Stella got off the phone from arranging for a homecare provider to make daily visits to Beau. And screw what he thought about it, too. She and Jake had planned on going into town for dinner, but now he was in some kind of mood over her attentions to Beau’s health, and over some note Gypsy left, and who knows what else. He’d started popping pills while shoeing horses, complaining of how bad his back hurt. And he was stricken right ornery.
Stella wasn’t sure how long before she’d be back up this way again. She had to leave at first light. There was a board meeting to prepare for. This one for the committee she chaired that helped trafficked women and girls to transition. Ironic, when she considered the path that brought her the means to do such a thing. But then sometimes the antidote came of the poison. And she was good like that. Good at turning a thing her way. Still, any chance of enjoying the evening with Jake was completely unsalvageable. “I’m just going to leave you to keep getting all crossed eyed by yourself. Off to town, love. Don’t wait up.”
He might have responded, but she wasn’t listening. She learned the long and hard way, there was no point carrying on an agitated conversation with anyone under the influence. She grabbed the truck keys and her purse, and walked out of his house, her mind set to make something of the night anyway.
And just to spite him, she took herself for Indian food. Extra spicy. Loads of curry. The one and only place in town she knew he’d never take her.

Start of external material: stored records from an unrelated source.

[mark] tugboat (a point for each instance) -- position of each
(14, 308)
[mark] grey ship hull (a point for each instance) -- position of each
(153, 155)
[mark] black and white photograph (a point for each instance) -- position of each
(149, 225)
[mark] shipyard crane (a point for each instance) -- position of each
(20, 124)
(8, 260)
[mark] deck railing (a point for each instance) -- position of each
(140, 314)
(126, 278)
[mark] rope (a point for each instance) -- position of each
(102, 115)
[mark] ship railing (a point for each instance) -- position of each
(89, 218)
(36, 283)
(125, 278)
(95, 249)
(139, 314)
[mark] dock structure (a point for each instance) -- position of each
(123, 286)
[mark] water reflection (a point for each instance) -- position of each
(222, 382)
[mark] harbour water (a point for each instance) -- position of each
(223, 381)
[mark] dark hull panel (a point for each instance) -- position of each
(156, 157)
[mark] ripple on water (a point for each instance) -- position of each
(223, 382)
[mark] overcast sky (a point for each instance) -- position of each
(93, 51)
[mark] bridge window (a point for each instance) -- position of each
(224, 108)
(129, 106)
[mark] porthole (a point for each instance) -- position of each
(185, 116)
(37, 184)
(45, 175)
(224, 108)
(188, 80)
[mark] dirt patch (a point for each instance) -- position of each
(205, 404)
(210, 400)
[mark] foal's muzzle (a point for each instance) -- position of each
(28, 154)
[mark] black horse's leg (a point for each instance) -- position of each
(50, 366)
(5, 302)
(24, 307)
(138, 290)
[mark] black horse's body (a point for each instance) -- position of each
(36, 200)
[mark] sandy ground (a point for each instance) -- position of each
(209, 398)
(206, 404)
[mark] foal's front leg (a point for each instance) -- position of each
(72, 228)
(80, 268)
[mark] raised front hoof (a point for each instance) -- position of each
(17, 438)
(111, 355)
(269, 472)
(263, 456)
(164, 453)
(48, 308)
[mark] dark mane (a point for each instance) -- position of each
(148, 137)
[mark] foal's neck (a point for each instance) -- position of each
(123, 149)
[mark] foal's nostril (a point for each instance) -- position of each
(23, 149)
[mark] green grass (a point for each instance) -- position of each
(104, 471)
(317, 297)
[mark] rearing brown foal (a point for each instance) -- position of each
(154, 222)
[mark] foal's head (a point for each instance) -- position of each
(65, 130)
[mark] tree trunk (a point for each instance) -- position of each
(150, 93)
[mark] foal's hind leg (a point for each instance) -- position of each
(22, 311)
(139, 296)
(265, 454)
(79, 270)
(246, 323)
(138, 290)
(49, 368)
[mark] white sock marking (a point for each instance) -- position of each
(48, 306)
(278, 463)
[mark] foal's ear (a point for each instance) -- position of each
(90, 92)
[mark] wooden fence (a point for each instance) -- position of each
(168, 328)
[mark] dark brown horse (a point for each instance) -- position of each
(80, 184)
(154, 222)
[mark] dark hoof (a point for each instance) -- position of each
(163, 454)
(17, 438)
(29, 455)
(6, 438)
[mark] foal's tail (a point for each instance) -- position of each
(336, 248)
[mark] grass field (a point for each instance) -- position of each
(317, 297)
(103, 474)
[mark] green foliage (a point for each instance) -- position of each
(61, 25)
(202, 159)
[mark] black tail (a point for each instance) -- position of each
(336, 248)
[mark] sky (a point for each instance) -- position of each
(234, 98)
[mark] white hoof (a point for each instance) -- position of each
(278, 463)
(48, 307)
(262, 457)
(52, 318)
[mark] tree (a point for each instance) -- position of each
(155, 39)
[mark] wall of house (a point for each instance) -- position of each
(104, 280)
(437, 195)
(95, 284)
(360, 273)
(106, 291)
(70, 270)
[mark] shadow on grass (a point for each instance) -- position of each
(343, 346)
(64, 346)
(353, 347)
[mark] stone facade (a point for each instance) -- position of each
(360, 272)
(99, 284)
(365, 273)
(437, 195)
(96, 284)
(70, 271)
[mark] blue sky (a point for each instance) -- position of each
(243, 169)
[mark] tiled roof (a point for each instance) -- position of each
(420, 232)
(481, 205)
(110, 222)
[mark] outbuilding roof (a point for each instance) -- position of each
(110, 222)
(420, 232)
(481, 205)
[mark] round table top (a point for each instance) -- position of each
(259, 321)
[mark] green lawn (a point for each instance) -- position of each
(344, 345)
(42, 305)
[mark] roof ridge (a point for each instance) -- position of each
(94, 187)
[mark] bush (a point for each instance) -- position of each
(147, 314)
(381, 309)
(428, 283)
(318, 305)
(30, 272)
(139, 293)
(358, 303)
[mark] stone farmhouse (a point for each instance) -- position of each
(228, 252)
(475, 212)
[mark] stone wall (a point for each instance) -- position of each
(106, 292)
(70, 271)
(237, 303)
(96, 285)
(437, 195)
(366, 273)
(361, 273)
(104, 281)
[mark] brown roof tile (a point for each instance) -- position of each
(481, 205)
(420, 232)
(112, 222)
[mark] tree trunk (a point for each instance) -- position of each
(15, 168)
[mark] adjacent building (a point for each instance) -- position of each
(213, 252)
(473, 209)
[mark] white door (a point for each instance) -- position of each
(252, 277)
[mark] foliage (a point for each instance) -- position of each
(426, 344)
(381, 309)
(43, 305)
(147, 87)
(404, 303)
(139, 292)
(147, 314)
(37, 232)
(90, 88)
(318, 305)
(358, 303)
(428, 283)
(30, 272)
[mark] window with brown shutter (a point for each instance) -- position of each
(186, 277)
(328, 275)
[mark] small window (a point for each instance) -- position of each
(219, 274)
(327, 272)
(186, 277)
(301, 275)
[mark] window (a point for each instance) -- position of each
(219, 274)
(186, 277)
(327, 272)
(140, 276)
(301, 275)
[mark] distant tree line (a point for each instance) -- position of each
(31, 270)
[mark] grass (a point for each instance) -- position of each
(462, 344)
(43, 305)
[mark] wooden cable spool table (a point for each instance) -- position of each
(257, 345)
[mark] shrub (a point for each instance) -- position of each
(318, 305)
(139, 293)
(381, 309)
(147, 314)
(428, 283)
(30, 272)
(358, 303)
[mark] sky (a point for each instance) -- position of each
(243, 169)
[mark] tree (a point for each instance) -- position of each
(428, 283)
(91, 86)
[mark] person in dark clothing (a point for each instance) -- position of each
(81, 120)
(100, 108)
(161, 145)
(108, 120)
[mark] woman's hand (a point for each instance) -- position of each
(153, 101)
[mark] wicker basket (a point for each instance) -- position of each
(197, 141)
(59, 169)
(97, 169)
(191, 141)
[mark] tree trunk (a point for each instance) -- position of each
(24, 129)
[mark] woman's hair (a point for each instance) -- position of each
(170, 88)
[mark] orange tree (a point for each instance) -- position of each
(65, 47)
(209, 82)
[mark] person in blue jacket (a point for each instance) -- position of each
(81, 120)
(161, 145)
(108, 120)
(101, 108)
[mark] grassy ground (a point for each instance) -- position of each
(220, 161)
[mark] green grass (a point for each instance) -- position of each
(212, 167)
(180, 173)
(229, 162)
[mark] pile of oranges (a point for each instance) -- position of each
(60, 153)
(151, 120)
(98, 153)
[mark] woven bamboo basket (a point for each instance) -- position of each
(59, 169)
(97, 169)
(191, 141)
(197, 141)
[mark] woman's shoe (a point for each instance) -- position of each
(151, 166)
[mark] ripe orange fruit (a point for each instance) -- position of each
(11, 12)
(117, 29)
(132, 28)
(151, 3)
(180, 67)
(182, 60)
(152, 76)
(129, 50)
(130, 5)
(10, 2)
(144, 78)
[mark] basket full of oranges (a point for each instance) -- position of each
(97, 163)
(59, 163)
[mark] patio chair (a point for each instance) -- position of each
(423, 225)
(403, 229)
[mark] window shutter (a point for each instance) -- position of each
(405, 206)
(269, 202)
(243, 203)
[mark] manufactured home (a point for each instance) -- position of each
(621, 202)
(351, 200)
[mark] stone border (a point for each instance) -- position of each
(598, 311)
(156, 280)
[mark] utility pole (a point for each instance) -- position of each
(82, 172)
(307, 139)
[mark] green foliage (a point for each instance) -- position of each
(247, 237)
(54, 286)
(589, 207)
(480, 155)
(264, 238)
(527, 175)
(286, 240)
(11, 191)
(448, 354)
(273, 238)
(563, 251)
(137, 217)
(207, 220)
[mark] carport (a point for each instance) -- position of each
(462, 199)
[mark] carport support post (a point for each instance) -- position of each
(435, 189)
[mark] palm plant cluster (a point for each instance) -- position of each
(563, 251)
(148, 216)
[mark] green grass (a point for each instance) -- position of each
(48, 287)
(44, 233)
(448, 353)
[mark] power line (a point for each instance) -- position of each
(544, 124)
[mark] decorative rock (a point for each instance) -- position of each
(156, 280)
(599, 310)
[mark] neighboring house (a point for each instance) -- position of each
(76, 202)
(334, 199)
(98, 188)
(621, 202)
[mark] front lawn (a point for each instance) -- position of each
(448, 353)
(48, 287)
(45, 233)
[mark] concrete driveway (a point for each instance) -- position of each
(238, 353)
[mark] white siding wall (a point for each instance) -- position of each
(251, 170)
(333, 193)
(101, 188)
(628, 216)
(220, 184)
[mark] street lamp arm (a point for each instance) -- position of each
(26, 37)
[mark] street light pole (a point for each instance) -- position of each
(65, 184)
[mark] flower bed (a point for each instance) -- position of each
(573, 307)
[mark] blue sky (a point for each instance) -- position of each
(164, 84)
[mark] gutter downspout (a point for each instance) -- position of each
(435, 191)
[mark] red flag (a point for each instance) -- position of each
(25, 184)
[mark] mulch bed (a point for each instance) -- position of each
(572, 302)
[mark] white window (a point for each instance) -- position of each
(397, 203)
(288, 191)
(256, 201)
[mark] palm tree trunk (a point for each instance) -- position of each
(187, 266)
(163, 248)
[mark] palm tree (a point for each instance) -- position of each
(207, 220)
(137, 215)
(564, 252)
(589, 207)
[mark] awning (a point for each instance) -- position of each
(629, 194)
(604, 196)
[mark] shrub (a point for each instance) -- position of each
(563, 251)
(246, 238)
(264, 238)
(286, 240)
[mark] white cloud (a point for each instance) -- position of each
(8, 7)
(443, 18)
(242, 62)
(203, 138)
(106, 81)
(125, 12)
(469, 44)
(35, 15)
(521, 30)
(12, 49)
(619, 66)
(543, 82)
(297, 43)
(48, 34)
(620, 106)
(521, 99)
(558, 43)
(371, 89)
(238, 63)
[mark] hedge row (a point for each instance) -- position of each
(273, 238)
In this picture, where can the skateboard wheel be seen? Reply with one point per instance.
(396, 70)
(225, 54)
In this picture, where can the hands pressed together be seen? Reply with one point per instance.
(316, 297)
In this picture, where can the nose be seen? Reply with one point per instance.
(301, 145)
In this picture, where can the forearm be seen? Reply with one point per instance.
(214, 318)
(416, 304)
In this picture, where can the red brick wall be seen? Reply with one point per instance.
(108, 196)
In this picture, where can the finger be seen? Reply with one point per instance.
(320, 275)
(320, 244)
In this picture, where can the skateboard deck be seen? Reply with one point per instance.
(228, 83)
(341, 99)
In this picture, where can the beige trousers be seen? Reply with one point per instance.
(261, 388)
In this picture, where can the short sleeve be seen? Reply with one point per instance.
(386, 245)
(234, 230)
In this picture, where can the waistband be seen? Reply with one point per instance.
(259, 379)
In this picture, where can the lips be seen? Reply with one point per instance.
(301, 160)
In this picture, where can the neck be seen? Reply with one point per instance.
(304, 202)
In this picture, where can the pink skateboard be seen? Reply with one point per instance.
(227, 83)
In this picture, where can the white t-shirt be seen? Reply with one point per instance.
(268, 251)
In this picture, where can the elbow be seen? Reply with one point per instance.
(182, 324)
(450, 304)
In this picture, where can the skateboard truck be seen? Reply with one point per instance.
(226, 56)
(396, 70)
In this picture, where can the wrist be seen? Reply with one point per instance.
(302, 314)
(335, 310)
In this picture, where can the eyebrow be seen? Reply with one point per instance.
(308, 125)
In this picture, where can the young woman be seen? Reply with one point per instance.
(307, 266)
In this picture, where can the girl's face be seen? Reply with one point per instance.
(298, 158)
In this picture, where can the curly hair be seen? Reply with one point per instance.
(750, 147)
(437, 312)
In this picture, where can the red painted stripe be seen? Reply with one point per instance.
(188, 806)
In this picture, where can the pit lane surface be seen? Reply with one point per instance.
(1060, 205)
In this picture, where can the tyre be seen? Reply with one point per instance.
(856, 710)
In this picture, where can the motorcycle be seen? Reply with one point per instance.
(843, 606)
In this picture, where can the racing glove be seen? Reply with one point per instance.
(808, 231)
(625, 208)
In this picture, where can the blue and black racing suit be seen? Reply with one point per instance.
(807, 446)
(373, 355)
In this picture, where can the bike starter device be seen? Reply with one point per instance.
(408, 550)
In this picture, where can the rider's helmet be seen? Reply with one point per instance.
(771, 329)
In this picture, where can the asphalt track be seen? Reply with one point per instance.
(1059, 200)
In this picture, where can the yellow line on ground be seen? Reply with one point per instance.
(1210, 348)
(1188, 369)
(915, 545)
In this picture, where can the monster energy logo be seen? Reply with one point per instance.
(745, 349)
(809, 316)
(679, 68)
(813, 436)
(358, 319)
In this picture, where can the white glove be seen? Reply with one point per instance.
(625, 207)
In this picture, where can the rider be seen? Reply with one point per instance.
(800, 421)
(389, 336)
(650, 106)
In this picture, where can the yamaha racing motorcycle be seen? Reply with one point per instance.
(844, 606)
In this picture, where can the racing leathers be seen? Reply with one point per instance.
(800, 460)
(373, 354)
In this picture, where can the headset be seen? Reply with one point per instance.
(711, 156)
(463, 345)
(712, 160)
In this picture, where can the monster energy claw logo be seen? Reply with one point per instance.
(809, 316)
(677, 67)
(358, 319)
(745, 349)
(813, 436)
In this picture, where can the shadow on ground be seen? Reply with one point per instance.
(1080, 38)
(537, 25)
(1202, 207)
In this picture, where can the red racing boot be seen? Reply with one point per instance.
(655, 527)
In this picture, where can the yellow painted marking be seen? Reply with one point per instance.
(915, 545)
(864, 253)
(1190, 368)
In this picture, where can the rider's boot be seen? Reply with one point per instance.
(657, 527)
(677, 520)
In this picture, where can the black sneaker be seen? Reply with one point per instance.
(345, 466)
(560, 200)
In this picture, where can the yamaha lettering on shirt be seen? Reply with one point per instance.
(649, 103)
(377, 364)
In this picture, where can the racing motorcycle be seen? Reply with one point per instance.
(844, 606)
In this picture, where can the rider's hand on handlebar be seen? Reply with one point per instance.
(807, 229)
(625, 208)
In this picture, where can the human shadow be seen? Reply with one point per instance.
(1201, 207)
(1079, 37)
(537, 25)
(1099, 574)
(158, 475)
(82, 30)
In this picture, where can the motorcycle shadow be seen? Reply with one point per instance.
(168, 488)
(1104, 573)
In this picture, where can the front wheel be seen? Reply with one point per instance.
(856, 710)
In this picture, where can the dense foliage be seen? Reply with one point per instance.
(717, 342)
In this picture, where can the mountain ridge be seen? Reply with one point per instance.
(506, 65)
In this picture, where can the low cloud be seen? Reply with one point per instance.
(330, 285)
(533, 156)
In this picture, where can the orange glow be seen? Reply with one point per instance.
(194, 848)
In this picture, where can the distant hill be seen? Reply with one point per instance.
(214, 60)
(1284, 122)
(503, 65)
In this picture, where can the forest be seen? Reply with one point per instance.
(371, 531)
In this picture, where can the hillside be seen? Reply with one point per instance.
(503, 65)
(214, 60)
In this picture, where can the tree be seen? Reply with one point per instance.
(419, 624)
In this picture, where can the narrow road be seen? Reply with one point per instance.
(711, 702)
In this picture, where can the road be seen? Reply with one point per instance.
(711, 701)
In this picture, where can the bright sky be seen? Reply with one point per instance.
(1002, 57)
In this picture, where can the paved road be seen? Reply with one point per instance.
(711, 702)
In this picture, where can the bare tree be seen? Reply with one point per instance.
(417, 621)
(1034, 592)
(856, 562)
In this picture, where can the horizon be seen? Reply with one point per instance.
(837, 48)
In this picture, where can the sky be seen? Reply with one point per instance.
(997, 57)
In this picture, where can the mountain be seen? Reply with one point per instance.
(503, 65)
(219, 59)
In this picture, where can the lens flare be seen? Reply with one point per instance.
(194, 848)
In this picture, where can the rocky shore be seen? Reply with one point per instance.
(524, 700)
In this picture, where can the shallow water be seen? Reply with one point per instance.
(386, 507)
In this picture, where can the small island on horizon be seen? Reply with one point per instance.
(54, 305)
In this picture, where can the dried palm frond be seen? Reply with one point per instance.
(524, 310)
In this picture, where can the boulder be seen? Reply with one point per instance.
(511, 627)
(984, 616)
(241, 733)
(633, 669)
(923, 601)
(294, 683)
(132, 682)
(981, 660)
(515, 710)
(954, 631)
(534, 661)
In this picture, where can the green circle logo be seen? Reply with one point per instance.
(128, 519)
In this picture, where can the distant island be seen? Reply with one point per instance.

It was good to be free. Good to have choices. Life was good. The chaos could spin all around, but for her, life was damn good.
She called the local theatre for the movie listings, but nothing appealed to her. A couple of kids’ flicks and a trio of action and adventure movies. Typical. Beau was still weighing on her mind, so she decided on picking up a couple lattes and some soup from the new hipster shop where the barber used to be. She could read to him maybe. Something from his library. Service, or Frost, or some other old dead guy. He’d like that.
When she opened the cabin door her heart fell to the floor. Beau was motionless in his bed, the fire long gone out. And then he coughed and sputtered and rolled over. He was alive! Of course he was. Stubborn old man. She put the lattes in one pot, and the soup in another, both having gone cold on the drive out to his place, stoked the fire, took up a chair, and waited for some heat to bring the place back to life.
Staring into the lamplight, it came back to her so vividly now. She shook her head. Stood up and perused the books on the corner shelf. But it wanted to be remembered. And things that want to be remembered have a way of hijacking sentiments against a person’s will.
A fly buzzed about the Aero Stream and landed on Beauregard’s nose. It crawled in and out of his nostril, but he was passed out cold.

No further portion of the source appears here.